Due to his academic and professional expertise, Professor McClelland was also reputed for his consultancy services. He acted as advisor to Harold Wilson’s administration in the late ‘60’s. He was also a member of the National Economic Development Council and the Industrial Reorganisation Corporation, and chaired the EDC for Retail Trades. Even after retirement, he never lost his thirst for exploring new perspectives and approaches to Management. Professor McClelland remained in regular communications with the JMS staff, even after leaving the SAMS council in 2009. Just a few years ago, Professor McClelland expressed surprise at the sheer number of new submissions the journal was receiving and suggested ways in which the quality of submissions could be improved.

A sharp and original thinker, Professor Grigor McClelland pioneered new approaches to Management scholarship and education during its revival in the UK during the 1960s. As remarked by the Dean of London Business School, Sir Andrew Likierman, “At a time when most managers believed in the University of Life and few thought management could be taught or researched, Grigor was well ahead of his time. He understood that academics and practitioners could usefully talk to each other and that the best management education would come from a combination of theory and practice.” His inventive, multifaceted approach continues to have far reaching impacts on business management practice and academia in the UK. Meanwhile, his dedication to the improvement of society left a lasting legacy to his works not just in the North of England, but across post-war Europe.
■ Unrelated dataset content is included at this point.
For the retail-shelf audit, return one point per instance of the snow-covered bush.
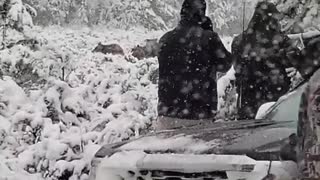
(19, 15)
(52, 131)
In the Journal of Management Studies, Professor McClelland founded what remains one of the most internationally renowned academic publications in the discipline of Business Management. For more than 50 years, JMS has stood testimony to Professor McClelland’s vision of a home for rigorous scholarship and innovative theoretical thought – and this is reflected in the Journal’s placement in the Financial Times top 45 research rankings. It is only fitting that the Journal continues to honour him with the annual Grigor McClelland Doctoral Dissertation Award, awarded to those students who have shown originality in critical thinking within their own research.

Yet these values are not Professor McClelland’s only legacy to JMS. His developmental approach to editing, his lack of ego, and his personal touch have come to form the core values of the Journal’s approach to rigorous scholarship, and continue to inspire the constructive approach of its editors.

On the eve of the Journal’s recent 50th anniversary, Professor McClelland was asked why he had worked so tirelessly to develop management education and to make such a difference to society. He only replied that he had been fortunate to be able make such a contribution.

Professor William Grigor McClelland, CBE passed away in November 2013, due to complications from pneumonia.